Vorstellungsgespräch welche Fragen

Interviewen Sie, welche Fragen

Fragestellungen im Interview: Die klassischen Stücke existieren noch. Ältere Fragen und neue Wege, Hardfacts und Gelegenheits-Chats: In Bewerbungsgesprächen müssen die Antragsteller immer häufiger unterschiedlichen Ansprüchen gerecht werden. Die Vorbereitungen lohnen sich immer noch - aber die Antragsteller müssen nichts Auswendiglernen. "und " Wo siehst du dich in fünf Jahren?" und "Was sind deine grössten Nachteile?

"Diese Fragen hat schon einmal jeder in einem Interview mit mir vernommen.

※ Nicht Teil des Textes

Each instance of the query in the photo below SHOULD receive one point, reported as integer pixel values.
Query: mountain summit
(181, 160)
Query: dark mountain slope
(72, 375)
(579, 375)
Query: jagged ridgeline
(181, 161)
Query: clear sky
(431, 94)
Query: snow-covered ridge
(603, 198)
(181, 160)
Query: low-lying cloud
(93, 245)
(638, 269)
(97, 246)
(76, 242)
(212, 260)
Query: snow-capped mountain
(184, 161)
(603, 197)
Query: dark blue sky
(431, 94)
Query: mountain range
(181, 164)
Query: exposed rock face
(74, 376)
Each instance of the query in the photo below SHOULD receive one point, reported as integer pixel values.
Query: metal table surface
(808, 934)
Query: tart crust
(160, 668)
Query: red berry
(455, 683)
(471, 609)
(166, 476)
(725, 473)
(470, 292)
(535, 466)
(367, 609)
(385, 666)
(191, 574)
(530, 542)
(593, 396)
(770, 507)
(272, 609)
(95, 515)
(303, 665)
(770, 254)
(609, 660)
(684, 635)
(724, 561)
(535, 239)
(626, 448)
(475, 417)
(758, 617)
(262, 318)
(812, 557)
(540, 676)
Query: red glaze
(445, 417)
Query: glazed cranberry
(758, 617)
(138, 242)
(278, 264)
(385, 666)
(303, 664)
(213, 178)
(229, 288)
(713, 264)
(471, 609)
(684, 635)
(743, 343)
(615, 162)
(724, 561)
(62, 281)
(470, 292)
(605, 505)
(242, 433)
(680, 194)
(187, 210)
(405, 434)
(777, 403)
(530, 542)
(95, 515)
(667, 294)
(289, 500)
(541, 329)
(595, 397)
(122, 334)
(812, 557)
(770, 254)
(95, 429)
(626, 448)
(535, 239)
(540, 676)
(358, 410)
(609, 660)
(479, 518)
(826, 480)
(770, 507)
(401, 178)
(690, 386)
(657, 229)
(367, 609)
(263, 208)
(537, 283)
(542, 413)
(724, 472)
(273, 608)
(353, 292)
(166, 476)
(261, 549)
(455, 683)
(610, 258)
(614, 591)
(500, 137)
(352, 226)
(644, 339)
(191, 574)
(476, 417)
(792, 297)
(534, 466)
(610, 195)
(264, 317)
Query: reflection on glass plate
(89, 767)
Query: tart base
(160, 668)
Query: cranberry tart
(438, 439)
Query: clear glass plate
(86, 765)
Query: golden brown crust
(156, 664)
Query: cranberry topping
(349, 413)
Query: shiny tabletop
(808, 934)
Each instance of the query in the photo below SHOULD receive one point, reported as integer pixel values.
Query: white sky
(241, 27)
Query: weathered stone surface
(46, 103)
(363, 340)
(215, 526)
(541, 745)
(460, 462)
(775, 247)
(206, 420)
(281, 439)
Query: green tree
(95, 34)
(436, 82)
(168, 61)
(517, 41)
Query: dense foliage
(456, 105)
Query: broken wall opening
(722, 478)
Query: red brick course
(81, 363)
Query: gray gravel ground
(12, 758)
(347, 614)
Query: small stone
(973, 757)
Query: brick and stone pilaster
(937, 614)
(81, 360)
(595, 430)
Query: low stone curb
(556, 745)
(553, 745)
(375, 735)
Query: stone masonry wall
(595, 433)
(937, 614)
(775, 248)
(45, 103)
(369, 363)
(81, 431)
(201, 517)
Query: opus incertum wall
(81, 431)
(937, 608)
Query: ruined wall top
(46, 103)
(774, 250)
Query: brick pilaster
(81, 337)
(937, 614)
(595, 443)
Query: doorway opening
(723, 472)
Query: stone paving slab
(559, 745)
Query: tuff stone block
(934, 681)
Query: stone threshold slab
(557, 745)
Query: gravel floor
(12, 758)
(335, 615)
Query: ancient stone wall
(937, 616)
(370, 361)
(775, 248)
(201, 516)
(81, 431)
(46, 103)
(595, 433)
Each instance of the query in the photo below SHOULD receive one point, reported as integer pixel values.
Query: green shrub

Aber auch auf neue Fragen sollten die Antragsteller vorbereitet sein. Anstelle von formalisierten Fragen ist der Einstieg in das Gespräch manchmal: "Wer bist du?" oder "Erzähl mir etwas über dich selbst". Personalverantwortliche wollen daher die Spontanität der Kandidaten und ihre Selbstbeurteilung überprüfen. "Zur besseren Verständlichkeit und objektiven Selektion werden den Antragstellern für eine Stelle die gleichen Fragen gestellt", erläutert Bernd Blessin vom BPA.

Es geht um die eigenen Schwachstellen, aber auch um andere Fragen. Populär, zum Beispiel: "Welche Erfahrung haben Sie in der vergangenen Zeit in Ihrem Beruf gemacht? "Daher sehen sich die Antragsteller im Vorstellungsgespräch immer häufiger mit einer doppelten Aufgabe konfrontiert. Andererseits sollen potenzielle Mitarbeitende so unkompliziert und glaubwürdig wie möglich wirken. Deshalb heißt der Hinweis des hessischen Bewerbungscoachs: Ja bereiten, mitnehmen. Nein.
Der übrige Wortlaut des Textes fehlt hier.